Scholarly Mirage: Predatory Publishing and Scientific Integrity Erosion
Author:
Prof. Sharique Ahmad
Editor-in-Chief
Era's Lucknow Medical College & Hospital,
Era University, Lucknow-226003
Email: diagnopath@gmail.com
Abstract:
Alongside the growth of academic publishing, there is the growth of predatory academic publishers that make monetary returns from research, while eroding academic principles of contribution and communication. They go by the name of open access, but are actually peddling the “publish or perish” syndrome, since they can accept articles in a matter of days with very little or no peer review and are more open to profit motives than to science or academia.
The most horrific effect is that it is stripping the real scientific evidence base. Studies are poorly vetted or are not methodologically sound, they enter the literature, and impact the systematic review conducted and the recommended clinical guidelines.

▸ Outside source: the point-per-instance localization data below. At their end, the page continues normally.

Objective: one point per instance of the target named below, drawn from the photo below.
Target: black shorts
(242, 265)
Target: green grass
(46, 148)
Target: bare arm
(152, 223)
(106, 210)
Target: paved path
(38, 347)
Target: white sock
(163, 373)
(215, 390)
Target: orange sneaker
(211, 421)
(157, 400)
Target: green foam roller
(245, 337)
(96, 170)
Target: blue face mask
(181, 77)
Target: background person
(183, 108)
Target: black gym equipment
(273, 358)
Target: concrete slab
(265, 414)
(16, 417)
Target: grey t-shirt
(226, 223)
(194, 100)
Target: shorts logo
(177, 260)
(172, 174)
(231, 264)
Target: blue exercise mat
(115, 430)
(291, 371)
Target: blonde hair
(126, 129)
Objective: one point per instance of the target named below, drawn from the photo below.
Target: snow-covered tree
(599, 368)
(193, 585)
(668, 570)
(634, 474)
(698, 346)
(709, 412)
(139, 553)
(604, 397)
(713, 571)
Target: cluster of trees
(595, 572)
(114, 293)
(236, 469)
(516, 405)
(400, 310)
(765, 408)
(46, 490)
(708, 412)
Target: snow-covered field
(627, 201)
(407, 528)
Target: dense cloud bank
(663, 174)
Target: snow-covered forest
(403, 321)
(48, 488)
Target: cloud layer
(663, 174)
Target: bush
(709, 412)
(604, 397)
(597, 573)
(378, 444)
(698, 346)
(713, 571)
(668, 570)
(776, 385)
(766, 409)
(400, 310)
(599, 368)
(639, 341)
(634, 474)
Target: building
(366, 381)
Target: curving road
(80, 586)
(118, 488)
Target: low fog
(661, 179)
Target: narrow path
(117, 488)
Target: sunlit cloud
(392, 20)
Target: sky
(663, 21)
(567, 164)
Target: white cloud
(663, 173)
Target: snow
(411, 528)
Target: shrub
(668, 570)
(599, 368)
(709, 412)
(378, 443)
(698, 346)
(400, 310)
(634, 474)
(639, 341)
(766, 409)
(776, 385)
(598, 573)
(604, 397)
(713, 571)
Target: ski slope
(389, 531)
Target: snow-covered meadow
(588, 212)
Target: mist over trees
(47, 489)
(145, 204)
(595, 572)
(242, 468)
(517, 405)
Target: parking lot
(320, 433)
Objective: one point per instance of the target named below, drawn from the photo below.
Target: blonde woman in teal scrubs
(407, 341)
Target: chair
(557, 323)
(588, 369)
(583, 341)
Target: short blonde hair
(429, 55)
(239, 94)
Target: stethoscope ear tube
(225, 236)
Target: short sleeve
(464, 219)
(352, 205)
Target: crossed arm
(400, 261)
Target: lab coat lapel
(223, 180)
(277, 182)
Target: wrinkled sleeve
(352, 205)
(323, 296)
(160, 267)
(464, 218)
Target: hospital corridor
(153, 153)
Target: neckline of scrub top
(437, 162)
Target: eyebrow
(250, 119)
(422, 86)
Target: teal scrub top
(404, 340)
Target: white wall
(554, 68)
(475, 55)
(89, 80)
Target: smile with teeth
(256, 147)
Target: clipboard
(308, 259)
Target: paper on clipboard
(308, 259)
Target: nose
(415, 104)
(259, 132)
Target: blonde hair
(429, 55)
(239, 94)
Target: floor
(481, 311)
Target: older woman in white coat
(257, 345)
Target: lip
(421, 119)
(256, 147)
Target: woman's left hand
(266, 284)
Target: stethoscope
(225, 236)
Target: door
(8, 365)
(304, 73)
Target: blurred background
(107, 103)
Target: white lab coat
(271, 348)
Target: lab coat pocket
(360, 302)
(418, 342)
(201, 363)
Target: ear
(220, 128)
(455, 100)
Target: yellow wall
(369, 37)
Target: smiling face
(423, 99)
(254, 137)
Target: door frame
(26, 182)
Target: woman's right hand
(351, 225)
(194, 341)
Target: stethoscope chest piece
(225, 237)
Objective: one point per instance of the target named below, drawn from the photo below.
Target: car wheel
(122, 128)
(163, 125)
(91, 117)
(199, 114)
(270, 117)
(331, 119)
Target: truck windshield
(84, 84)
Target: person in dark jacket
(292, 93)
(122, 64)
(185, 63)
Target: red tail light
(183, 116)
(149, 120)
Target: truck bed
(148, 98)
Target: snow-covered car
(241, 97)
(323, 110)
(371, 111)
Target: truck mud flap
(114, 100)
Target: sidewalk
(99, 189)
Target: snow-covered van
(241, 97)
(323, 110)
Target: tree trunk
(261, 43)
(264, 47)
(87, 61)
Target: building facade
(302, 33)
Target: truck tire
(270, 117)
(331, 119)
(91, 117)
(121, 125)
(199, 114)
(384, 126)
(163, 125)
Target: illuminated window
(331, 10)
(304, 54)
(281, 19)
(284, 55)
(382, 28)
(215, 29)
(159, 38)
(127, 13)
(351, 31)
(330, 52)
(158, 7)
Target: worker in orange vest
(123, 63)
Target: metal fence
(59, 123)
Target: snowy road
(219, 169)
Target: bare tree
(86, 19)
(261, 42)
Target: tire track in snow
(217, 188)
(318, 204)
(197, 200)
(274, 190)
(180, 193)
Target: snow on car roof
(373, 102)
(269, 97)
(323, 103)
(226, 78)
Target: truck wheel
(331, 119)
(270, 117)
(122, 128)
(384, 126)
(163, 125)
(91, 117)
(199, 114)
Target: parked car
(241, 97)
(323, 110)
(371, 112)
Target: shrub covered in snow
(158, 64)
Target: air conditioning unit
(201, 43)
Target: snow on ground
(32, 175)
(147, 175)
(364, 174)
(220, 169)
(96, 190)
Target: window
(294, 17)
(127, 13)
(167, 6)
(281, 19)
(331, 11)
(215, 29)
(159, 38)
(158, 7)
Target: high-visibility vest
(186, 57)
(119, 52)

In the biomedical sciences it goes further, and might distort the health care of the patients as well as the policy making for public health, using untrue pseudo evidence.
Predatory journals are largely targeting naive and younger researchers with high numbers of naive, low-resource countries, having aggressive solicitations and false indexing, abstracting and impact claims. The reputational harm that results from the publications in such venues adds to the financial exploitation. At the same time, these journals also create bibliometric anomalies and exaggerate their publications, thus compromising the reliability of bibliometric indicators for recruitment, promotion or funding decisions.
Apart from the academic sector, these inferior publications spread the misinformation on a larger scale. With science becoming more accessible to the public, the lack of identification of legitimate from predatory contract research compromises trust in science, especially in high-stakes therapeutic and epidemiological disciplines, clinical trials and environmental health.
Mitigation usually needs to be a systemic change. Academic institutions need to move away from the assessment system based on quantity, and devote more attention to the assessment of quality, with a focus on the credibility of the journal and the strength of the method. Strengthening publication literacy by formal training in research ethics and journal selection is very essential. Some new developments, such as the incorporation of open review algorithms and the verification of journals using digital solutions, provide potential avenues for bringing the accountability back in.
The predatory publication does not exist on a unique level but is also a structural problem that is related to the incentive systems of the academics. Ensuring the scientific integrity requires a shared approach and commitment to the reassertion of strictness, transparency and ethical accountability for the dissemination of knowledge.